= Middle Creek (Opequon Creek tributary) =

River in the United States of America

Middle Creek is a 9.7 mi tributary of Opequon Creek, belonging to the Potomac River and Chesapeake Bay watersheds, located in Berkeley County in West Virginia's Eastern Panhandle.

==Headwaters and course==
Middle Creek's source is located on the eastern foothills of North Mountain (1644 feet/501 m) southwest of Martinsburg. From its headwaters, Middle Creek is a small meandering stream that curves southward paralleling Poorhouse Road until its junction with West Virginia Route 45. Throughout this stretch, Middle Creek is joined by a number of spring-fed streams off of North Mountain, most of which are used for watering animals on the area's farmlands. After it passes beneath WV 45, Middle Creek continues its course to the southeast near the community of Arden. The stream is dammed numerous times to create small lakes and ponds, as well as light rapids.
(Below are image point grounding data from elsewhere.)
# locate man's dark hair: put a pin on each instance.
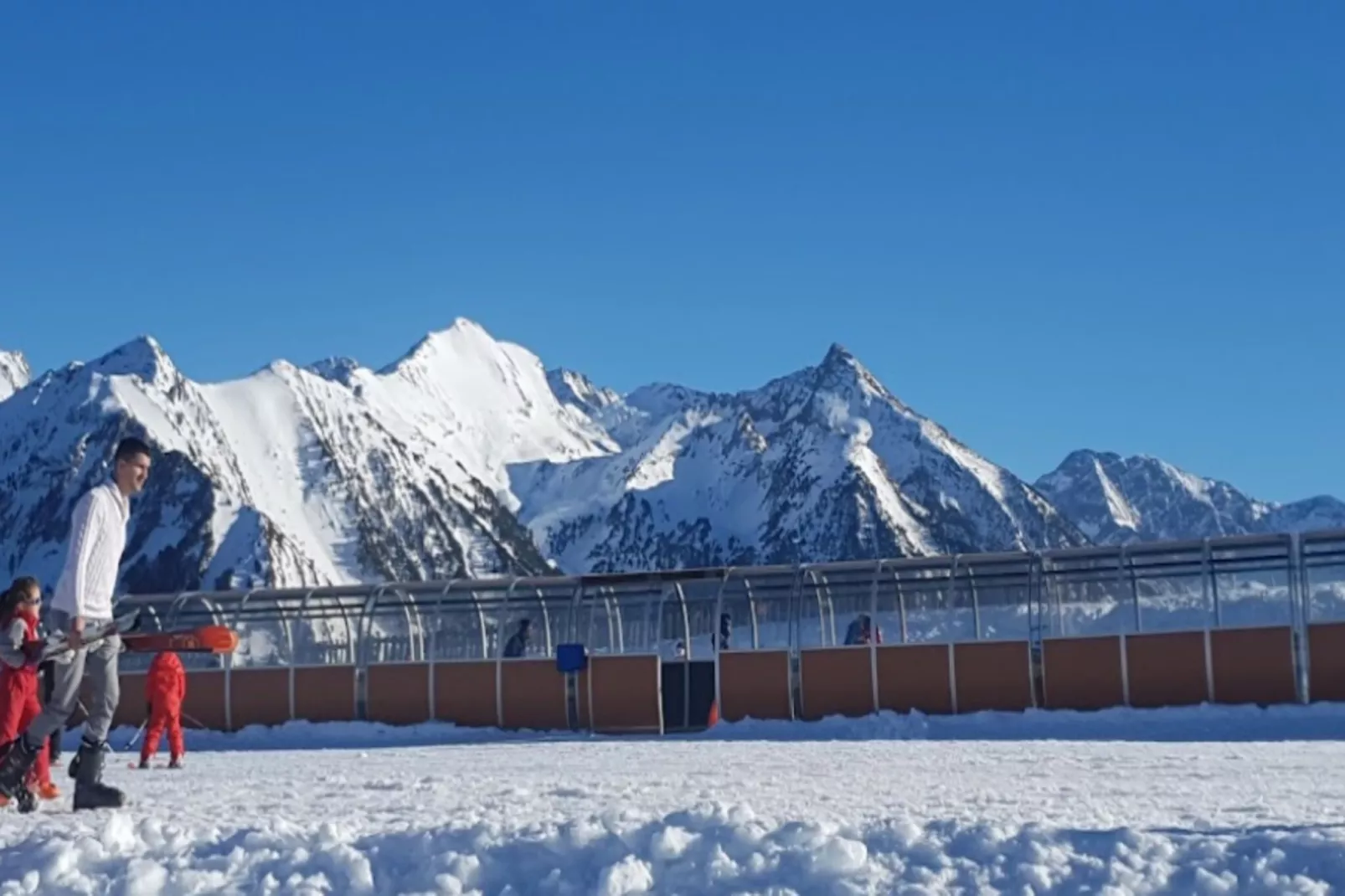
(131, 447)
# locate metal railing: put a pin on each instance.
(1236, 581)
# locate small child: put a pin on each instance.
(19, 651)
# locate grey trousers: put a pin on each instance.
(100, 663)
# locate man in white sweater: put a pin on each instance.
(84, 599)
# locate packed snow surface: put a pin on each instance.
(1198, 801)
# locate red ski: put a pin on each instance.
(202, 639)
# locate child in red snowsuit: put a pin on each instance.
(166, 687)
(19, 651)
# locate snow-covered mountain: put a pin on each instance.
(286, 476)
(13, 373)
(468, 458)
(1119, 499)
(823, 463)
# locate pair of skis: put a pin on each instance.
(198, 639)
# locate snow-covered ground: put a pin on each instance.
(1211, 800)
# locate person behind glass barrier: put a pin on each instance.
(517, 645)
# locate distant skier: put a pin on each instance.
(863, 631)
(517, 645)
(166, 687)
(19, 649)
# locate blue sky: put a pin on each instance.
(1047, 226)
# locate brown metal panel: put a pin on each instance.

Middle Creek passes under Interstate 81 and U.S. Route 11 before it meanders to the east through the town of Darkesville. From Darkesville, Middle Creek winds through a series of gorges created by rolling hills before its confluence with Opequon Creek.

== Water quality ==
The water quality of Middle Creek is very mixed. While the creek is in the North Mountain, its water quality is general good because of the low pollution and the low population of North Mountain. Its water quality dramatically drops once it joins the spring-fed streams because of agricultural run-off. Due to numerous dams though, this run-off doesn't always make it to the Opequon Creek. When it joins the Opequon, its water quality is good to moderate.

== Water flow ==
Due to water runoff during rainfall, the water flow of Middle Creek varies. In the spring, the creek's output of water is very high due to wet conditions during spring. In the summer, the water flow is usually normal, with Thunderstorms raising the water, and short-term droughts lowering the water. In the fall, the water level is usually below-normal due to dry conditions and lower rainfall. During the winter however, the creek is usually at its highest because of low evaporation caused by cold temperatures and thick cloud covers. The creek rarely freezes over, but sometimes stagnant water will freeze through.

== Flora and fauna ==
Middle Creek is home to many species of crayfish and minnow. Many species of turtles also inhabit the creek, most notably the eastern box turtle. Snakes are very common, with copperheads and garter snakes being the most numerous. Many species of mammals live near the creek's water, the biggest being the white-tailed deer. Plants types that live along the creek include grasses, water lilies, and aquatic plants. Sycamore trees, tulip trees, and willow trees dig their roots along the creeks banks.